Si Meiru se concentraba solo en atacar, las bajas entre los caballeros aumentarían. El número de caballeros muertos ya había alcanzado los dos dígitos. Los Caballeros de los Santos Templarios no habían perdido tantos hombres en décadas. Habían esperado enfrentarse a una turba ingobernable de herejes, pero se habían encontrado con una veintena de usuarios de magia especial, junto con un poseedor de magia antigua. Esto estaba definitivamente más allá de sus cálculos. En realidad, un retiro temporal debería haber sido una opción atractiva para los caballeros. Sin embargo, Laus no respondió a las expectativas de Meiru.

«Esa no es una opción.»

«¿Por qué no?»

La expresión de Meiru se oscureció. Laus respondió en voz baja: «Porque aún no hemos sido puestos en desventaja. Pero incluso si lo fuéramos, esa no sería razón para retroceder. Mientras exista la posibilidad de que nuestra misión tenga éxito, lucharemos. ¿Dices que tendrás que ponerte serio? Que así sea. Muéstrame de qué estás hecha. ¡Resiste con todas tus fuerzas!»
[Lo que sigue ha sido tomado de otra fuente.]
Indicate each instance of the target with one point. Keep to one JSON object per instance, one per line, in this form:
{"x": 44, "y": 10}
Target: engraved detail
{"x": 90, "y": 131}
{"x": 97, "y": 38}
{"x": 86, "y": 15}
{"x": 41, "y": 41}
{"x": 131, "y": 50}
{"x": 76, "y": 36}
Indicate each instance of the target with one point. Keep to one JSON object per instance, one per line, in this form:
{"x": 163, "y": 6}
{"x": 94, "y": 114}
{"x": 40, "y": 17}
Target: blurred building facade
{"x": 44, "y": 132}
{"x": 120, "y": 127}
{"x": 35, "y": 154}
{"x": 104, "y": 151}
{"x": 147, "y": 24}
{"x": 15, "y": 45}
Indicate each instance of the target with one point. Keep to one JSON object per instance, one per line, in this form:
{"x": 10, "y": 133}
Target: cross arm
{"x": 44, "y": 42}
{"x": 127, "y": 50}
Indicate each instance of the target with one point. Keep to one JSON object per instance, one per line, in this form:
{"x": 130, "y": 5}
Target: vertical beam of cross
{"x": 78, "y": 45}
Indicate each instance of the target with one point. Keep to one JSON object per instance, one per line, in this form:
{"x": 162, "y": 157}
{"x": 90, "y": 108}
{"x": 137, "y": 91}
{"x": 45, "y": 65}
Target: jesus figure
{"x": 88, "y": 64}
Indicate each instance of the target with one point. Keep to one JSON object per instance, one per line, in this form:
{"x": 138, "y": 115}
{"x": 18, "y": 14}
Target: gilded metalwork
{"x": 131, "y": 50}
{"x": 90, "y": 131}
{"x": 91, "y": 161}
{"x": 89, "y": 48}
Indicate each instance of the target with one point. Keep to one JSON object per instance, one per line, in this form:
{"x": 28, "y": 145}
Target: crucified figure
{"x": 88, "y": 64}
El último grito de Laus sacudió el aire. Meiru entrecerró los ojos mientras Laus la miraba fríamente.

«La magia antigua no es algo que puedas usar sin fin. Capitán de los Piratas de Melusine, Meiru. ¿Cuánto tiempo podrás aguantar?»

Con eso, Laus dio un salto adelante. Las dos mitades de la nave que había destruido ya estaban inclinadas hasta el punto de ser verticales. Su orientación significaba que Laus estaba básicamente saltando de una pared, lo que le dio más empuje a su carga. Los otros caballeros fueron a buscar presas más fáciles, mientras que Meiru volvió a saltar sobre su corriente y se enfrentó a Laus.

«Para siempre, me imagino.»

Sonrió sin miedo en un intento de ocultar su creciente pánico.